The company vehicle is probably the most common exception to the coming and going rule. Basically, if an employee is traveling in a company vehicle, and has an accident, then it will most likely be covered under workers’ comp. The basis of these claims is that while traveling to and from work in your own car is not covered, if the company provides a vehicle for the employee, then it is more likely that even the commute is now part of the job. There is also an argument that if the vehicle provided has a company logo on it - then the employer is always being used for company-related activity and therefore, any injury would be covered. Of course, there are exceptions to the exceptions. There are cases that say if an employee is using a company vehicle, and running a personal errand that was not authorized, then an accident/injury would not be covered.
First and foremost, retaliation of any kind is prohibited - and can be punishable.
What is retaliation?
Retaliation is when an employer penalizes an employee for participating or doing an activity that is protected. In the area of worker’ 'compensation, retaliation would be any instance where an employer makes a retaliatory action if an employee files or threatens to file a workers' comp claim. The retaliation can take many forms and includes, termination, pay-cut, demotion, or any unjustified discipline.

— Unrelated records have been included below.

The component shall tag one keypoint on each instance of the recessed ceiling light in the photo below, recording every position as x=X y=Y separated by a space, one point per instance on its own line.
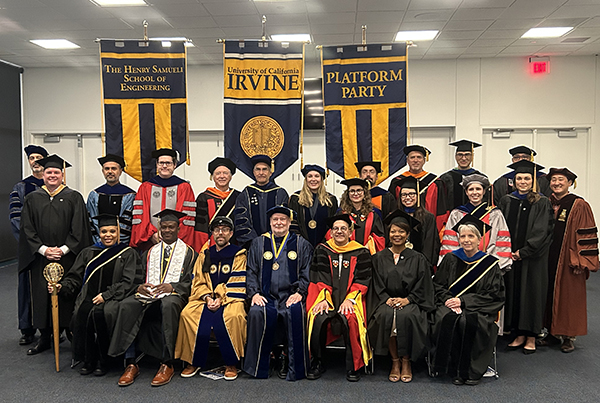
x=291 y=37
x=55 y=43
x=546 y=32
x=416 y=35
x=119 y=3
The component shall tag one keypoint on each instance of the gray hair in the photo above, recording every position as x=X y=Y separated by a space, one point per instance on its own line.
x=469 y=227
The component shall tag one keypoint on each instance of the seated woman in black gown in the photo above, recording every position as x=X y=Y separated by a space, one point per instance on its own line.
x=469 y=293
x=400 y=298
x=102 y=275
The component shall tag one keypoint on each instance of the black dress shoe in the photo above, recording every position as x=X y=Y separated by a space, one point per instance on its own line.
x=26 y=339
x=352 y=376
x=42 y=345
x=316 y=370
x=87 y=368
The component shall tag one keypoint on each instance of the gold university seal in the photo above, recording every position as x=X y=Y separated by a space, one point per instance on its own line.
x=262 y=135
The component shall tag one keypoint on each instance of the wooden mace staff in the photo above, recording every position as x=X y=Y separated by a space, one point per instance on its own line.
x=53 y=272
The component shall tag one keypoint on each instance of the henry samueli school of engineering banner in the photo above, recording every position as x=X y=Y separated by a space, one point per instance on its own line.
x=145 y=101
x=263 y=101
x=364 y=97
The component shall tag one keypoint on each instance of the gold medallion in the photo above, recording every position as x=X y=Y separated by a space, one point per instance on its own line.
x=262 y=135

A few things that an employer can do to help avoid a retaliation claim include the following:
- Have a policy that outlines your anti-retaliation policy. By having a written policy, it allows your management and employees to understand what the practice is as well as how to avoid it.

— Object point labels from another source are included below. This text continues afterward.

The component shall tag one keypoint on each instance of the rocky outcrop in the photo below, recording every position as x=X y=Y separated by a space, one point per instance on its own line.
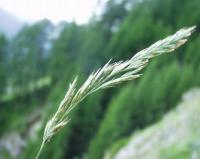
x=176 y=136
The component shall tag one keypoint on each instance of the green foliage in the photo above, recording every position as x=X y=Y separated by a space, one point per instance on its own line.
x=105 y=117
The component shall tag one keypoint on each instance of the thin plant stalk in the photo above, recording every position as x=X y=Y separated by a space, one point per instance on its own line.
x=110 y=75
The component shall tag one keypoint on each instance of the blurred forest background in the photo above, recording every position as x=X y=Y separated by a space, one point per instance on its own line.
x=37 y=64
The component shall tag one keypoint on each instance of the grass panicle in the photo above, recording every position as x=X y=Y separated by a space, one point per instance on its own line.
x=110 y=75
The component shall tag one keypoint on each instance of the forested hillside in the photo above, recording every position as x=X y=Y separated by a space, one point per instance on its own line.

- Make sure your practices do not create any unintentional retaliation claims. For example, if you do not have a drug-free policy; and do not test for drugs; and have no policy on workplace accidents; and then on one accident you do test for drugs - you may have created an inference of retaliation. It can, and has in several cases, make it appear that you are doing the drug test as a retaliatory act to try and prohibit the claim. This is why a written policy is so critical.

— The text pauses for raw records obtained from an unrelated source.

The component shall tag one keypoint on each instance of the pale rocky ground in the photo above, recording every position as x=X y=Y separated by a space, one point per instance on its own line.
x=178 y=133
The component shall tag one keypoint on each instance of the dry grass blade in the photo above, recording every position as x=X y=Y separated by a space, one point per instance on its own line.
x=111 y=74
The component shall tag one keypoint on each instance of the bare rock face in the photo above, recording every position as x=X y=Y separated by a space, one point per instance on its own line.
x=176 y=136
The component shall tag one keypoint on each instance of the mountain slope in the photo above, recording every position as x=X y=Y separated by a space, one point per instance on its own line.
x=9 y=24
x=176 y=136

- Make sure you train management and staff on your policy. Creating a policy, writing a policy are good first steps. However, until your business trains everyone on it - it’s just words on paper. Lastly, don’t be afraid to call your attorney or HR director before you make a decision on termination when there is a recent underlying workers’ compensation claim. In the case of a retaliation claim, if you do terminate, soon after a termination there can be a presumption that there is a retaliation claim. The employee may still have to prove there is a causal connection to the termination and retaliation - but this is potentially a low hurdle for the employee. As the employer, you want to make sure your termination is free of any claim related to the workers' comp claim.
Overall, workers' compensation is meant to be a simple, no-fault program that covers all workplace injuries. Saying that, workers' compensation can be complex and there are always exceptions and changes. What was excluded years ago, such as community spread illnesses, are now a potential claim. As a business, you may never know everything about workers’ compensation, but make sure you have a plan on how to handle your claims and continue to stay on top of current trends.